I think that no one who knows Chile today will dispute the suggestion that her fertile soil has chiefly contributed to her social well-being. It has brought white European settlers, able to rear families in a magnificent temperate climate; it has offered permanent homes and not a temporary field for the fortune-hunter. There is a spring of life about the farming region of Chile, a sense of energy, health and freshness that is extraordinarily exhilarating. Much of this land is still but newly opened: one may pass through hundreds of miles of land where the tree-stumps of the primeval forest still stand among the vigorous corn, where the farmhouse is but an impermanent thatched hut. But the dark rich earth, the lusty crops, the blossoming orchards and hedges, the green pastures with their sleek cattle, create a scene of genuine content. The holdings may be new, yet they are plainly homes. Chile possesses mines, but they drain rather than create populations; growing industries—weaving factories, grain mills, and a score of new employments which tend to concentrate wealth and culture; but it is in her farming lands that the truest cradle of the race, the frankest and strongest people, the most cheerful spirit, is found.
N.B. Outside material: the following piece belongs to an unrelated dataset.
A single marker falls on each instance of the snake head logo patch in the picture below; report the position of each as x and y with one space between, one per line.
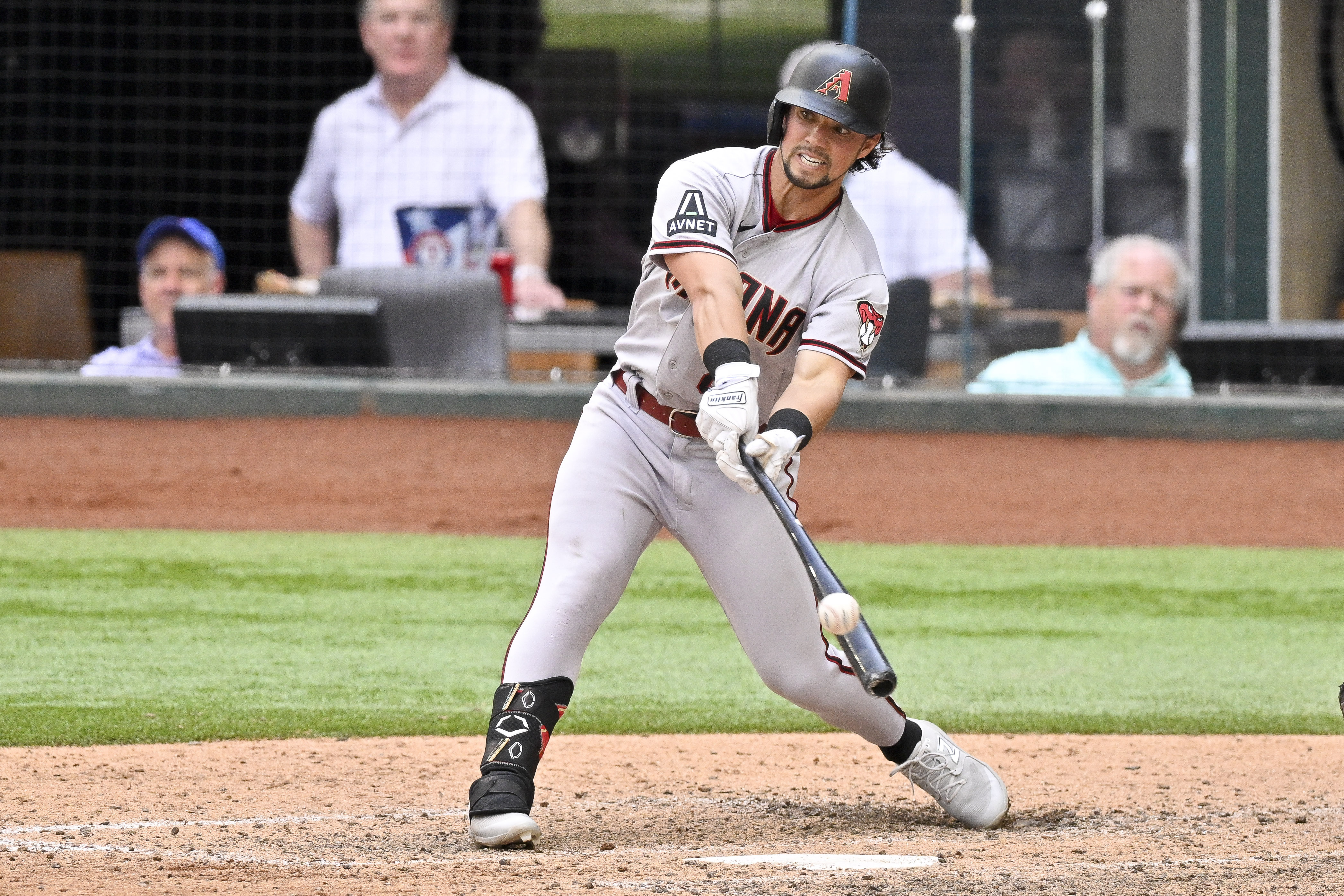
870 326
838 86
In actual figures the amount of land under cultivation in Chile is not immense, yet the farmlands produce not only sufficient grain and fruits to serve the needs of the inhabitants of both fertile and arid regions but also ship a surplus to the exterior markets of Peru, Ecuador and Bolivia.
Government statistics add up the total of land assigned to “agricultural properties” or farms to 18,000,000 hectares, or about 45,000,000 acres. But not all this land is under cultivation. The area devoted to cereals, beans and peas, potatoes and vegetables, is reckoned as about 4½ per cent of all Chilean territory, or 750,000 hectares, equal to two and a half times as many acres; vines and orchards, 111,000 hectares; planted woodland, 32,000 hectares. The cultivated pastures (grass, alfalfa, clover, etc.) attain the figure of about 520,000 hectares; while there are nearly 7,000,000 hectares of natural pastures. Twenty-two per cent of all national territory is ascribed to forest and woodland, much of it either utilisable for industry or at least covering the ground with a rich vegetable detritus of great future value to the farmer. Twenty-nine per cent of Chilean land areas is regarded as completely sterile, or at least negligible under present conditions.
This proportion of uncultivated or barren country appears high at first sight, but three great areas must be practically excluded from possible cultivation, although unlikely and long-neglected regions have of late triumphantly proved their worth as sheep pastures. The great, diversified and topographically fantastic Territory of Magellanes, comprising 71,000 square miles, has little to offer to the agriculturist.
Sheltered country as that in the vicinity of Punta Arenas produces certain field crops, while the limit of cultivable land both in Eastern Patagonia and upon the islands of Tierra del Fuego, Navarin, Brunswick, and other smaller groups, has not been reached with the establishment of sheep farms; but the barren and rocky lands on the borders of many channels, where blue glaciers creep to the edge of the water, and that part of the Strait region where the freezing gusts of the “williwaws” bend the heads of the drenched forests, is outside consideration until the climate changes.
Also beyond the vision of the farmer are the widespread, sun-scorched and waterless districts of the three northerly provinces of Atacama, Antofagasta and Tarapacá, covering more than 95,000 square miles of land: as well as most of the 9000 square miles of Tacna, whose final ownership is still undetermined. The third considerable region which is apparently destined to remain uncultivable is that of the rugged and broken foothills and heights of the Andean slopes of eastern Chile, where nothing lives but wild mountain birds and the hardy guanaco.
Reckoning in hectares, Magellanes counts an area of 3,214,000 hectares, or about 8,000,000 acres: yet only 133 hectares were under crops in 1919. At the same time the Island of Chiloé, with a surface of about 8600 square miles, had only 75 hectares in cultivation. As between the too-dry lands of the north and the too-rainy country of the south, agricultural advantages lie with the former, for wherever irrigation is possible the natural disabilities are at once overcome, and the rainless belt becomes magnificently fertile. The agriculturist of the Chilean lands below Puerto Montt is seldom able to risk planting a cereal crop, for even should the heavy rains not affect the fields adversely, the grain must be gathered green lest wind-storms should blow the ripened seed away. However, the discovery of the last few years that certain types of sheep (usually cross-bred Romney Marsh varieties similar to those reared in the Falklands) thrive in Chilean Patagonia, Tierra del Fuego and other once-despised Magellanic lands, has brought about an agreeable transformation in the agricultural industries, as in the revenue and population of the far south.